Asustado, temblando, Bongo se sentó en una piedra. Poco a poco, el fuego se alejó de allí y un gran silencio llegó al pueblo. También la niebla se apartaba, y Bongo vio un sol muy pálido, como si estuviera amaneciendo.
Echó a andar por las calles. Las casas estaban cerradas y vacías, y algunas medio destrozadas. Por todos lados había mucho silencio. Únicamente un gallo blanco se paseaba por el centro de la plaza, con su estúpida cresta levantada y los ojos relampagueantes.
Bongo volvió a la herrería. Aún se levantaba humo de las ruinas del hogar. Aún quedaban en pie el fuelle y el yunque. Se sentó en el suelo quemado, entre cenizas y cascotes, y lloró, pues nunca se había sentido tan solo. Se dijo: «Todos los muchachos fueron recogidos por sus padres y montados en lo alto de los carros. Pero, ¿y yo? Nadie ha pensado en llevarme a mí, y el único que me quería ha desaparecido.»
—No llores, Bongo.
Levantó la cabeza y, sentado en los restos del hogar de la herrería, vio un Arlequín. Iba vestido con un alegre traje de colores rojo, verde, amarillo, azul... Todo él parecía hecho de cintas, de pedacitos de tela, o de hojas; no se podía distinguir muy bien. Pero el traje aquel resaltaba mucho en medio de tanta ruina y negrura.

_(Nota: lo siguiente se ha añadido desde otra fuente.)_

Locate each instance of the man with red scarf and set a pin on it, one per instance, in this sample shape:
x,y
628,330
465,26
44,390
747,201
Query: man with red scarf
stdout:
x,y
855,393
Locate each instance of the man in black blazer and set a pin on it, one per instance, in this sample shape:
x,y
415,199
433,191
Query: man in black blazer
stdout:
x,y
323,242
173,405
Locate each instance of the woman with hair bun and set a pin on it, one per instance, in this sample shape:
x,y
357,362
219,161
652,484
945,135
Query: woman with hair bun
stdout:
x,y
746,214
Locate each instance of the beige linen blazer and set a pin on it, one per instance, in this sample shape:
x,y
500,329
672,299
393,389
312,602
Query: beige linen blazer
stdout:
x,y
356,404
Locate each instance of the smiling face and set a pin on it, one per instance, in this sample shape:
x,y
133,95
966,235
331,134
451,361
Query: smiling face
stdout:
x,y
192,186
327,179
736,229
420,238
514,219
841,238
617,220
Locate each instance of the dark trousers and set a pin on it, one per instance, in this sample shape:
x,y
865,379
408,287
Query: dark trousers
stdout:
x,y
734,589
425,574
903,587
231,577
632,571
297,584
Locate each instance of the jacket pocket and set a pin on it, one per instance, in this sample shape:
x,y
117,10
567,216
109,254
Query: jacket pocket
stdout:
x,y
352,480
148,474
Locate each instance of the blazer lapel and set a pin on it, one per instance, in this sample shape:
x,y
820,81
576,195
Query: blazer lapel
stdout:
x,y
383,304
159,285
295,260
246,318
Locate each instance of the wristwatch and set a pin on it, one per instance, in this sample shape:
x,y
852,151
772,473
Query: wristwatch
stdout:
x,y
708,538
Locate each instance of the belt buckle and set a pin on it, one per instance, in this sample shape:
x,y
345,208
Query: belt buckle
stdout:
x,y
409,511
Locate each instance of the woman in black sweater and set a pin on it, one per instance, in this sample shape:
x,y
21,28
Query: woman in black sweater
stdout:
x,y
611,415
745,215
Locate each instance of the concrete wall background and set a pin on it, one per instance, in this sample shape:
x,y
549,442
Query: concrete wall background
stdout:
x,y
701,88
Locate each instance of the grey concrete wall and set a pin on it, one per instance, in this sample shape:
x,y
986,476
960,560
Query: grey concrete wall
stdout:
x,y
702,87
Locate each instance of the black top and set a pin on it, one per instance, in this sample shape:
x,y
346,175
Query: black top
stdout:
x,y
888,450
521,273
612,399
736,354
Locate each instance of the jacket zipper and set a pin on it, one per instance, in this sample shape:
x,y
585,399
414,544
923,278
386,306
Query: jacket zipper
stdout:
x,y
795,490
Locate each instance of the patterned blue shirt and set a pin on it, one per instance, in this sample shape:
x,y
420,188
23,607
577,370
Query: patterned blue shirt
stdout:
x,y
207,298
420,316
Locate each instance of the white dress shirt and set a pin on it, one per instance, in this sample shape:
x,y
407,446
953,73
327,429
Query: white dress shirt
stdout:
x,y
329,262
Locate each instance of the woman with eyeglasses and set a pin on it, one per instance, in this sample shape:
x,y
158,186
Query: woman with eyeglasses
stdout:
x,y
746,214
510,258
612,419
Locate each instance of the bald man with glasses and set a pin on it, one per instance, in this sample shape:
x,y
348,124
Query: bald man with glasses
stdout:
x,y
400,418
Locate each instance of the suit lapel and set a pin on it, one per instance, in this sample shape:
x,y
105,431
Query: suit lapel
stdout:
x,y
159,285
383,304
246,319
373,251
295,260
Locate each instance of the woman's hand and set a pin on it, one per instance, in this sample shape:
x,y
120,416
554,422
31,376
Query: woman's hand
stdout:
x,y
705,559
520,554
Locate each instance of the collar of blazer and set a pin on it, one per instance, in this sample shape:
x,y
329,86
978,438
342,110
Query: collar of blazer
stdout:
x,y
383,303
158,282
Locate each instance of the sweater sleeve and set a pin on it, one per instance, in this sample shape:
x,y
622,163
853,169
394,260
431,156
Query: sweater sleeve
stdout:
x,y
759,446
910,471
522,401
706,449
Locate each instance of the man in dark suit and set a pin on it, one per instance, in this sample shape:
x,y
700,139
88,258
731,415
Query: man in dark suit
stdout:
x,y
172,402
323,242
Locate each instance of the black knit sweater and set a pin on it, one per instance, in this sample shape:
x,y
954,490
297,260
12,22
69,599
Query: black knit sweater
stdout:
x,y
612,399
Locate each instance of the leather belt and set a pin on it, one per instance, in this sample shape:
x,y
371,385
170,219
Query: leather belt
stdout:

—¿Quién eres tú? —dijo Bongo, asustado—. ¿De dónde sales?
—No tengas miedo —le contestó el Arlequín—. Dame la mano.
Bongo se la tendió, temblando. Porque necesitaba una gran compañía.
El Arlequín se levantó, llevándole de la mano. A poco de caminar sobre las ruinas, salieron al campo. El sol lucía otra vez, como si no hubiera pasado la guerra, y el suelo brillaba. Estaban en noviembre, el mes más hermoso para los campos.
—¿Cómo te llamas? —se atrevió a preguntar.
Y el Arlequín le contestó:
—Me llamo Carnavalito.
Cuando llegaron a lo alto de la colina, vieron, allá abajo, que la niebla huía lentamente hacia otros lugares. El sol la volvía de oro y todo parecía muy bonito.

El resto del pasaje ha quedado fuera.